@wrtfan - Exactly as @darksky said, you are probably probing the LAN, as those ports are ssh, dns, and http (ssh and http are for you to be able to log in and configure your router, dns is a more-or-less universal thing to need).
Going one step further than @darksky, try probing your network from a device that is not connected to your network (go to work/school/library/friend, etc. or you can use your mobile phone with wifi disabled so that it uses cellular data).
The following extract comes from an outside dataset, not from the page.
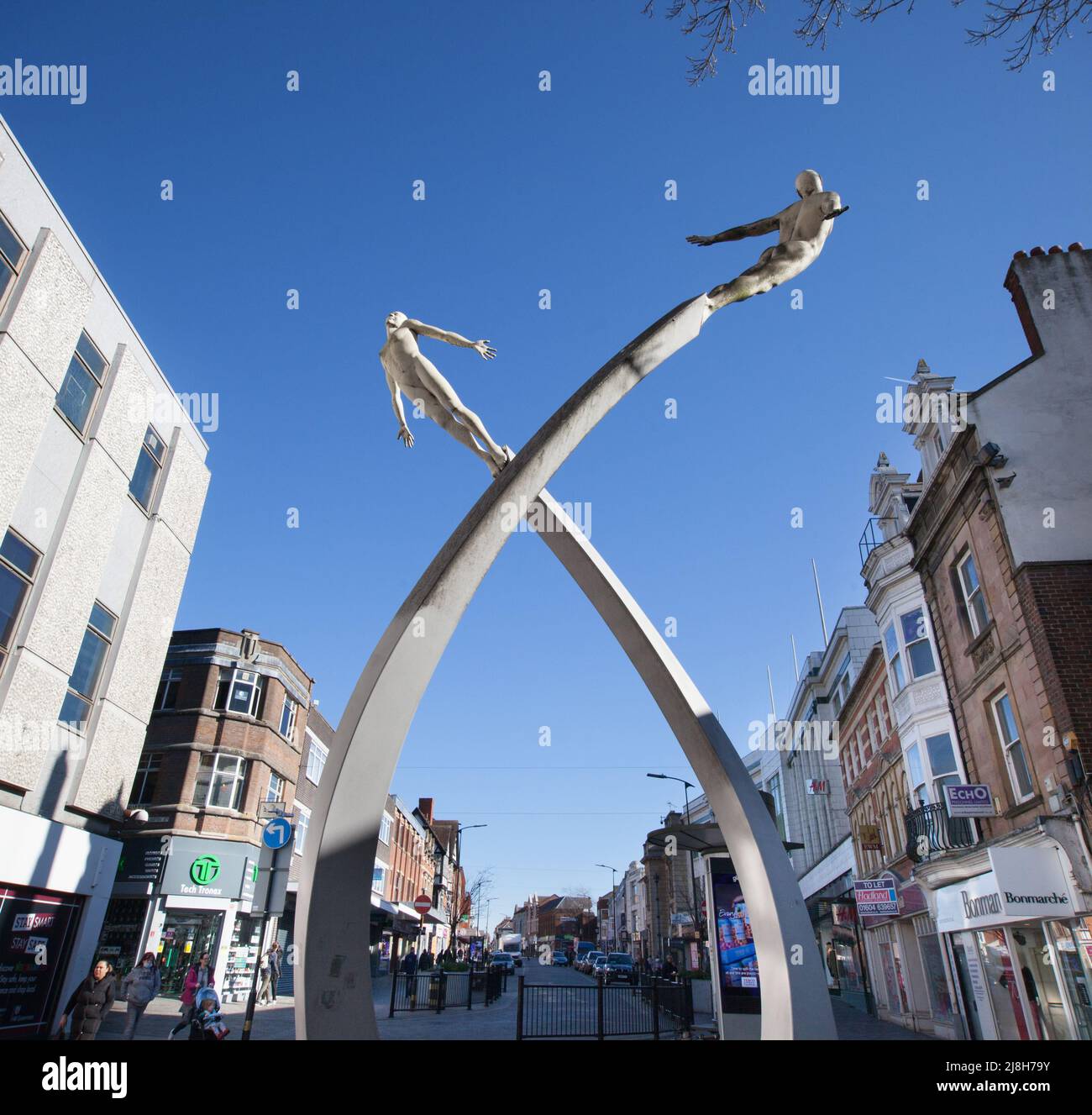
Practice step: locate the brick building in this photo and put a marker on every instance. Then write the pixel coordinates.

The reason this is important is that some of the port scanning websites will use an app embedded in the page that runs locally on your machine to do the probing, and therefore if it is running on a device from within the network, it may report LAN side open ports).
OpenWrt firewall is based on a zone model.
Zone assignment relies on the network interface, which receives/sends traffic.
So when you test open ports from LAN, it uses LAN-zone policy, and IP-address doesn't matter.
netstat -anl or the like doesn't show what the firewall allows, only what sockets are listening. It is not surprising that an application open a listener on all interfaces' IP addresses, or on the wildcard address. For many services, listening on all interfaces is the default configuration. In cases where the service should not be provided to a given topological domain, access to the listener can be blocked by the firewall.
Many applications allow the listeners to be specified in config. How this is done will vary by application and may not be available through LuCI, or even through the OpenWrt UCI configuration files.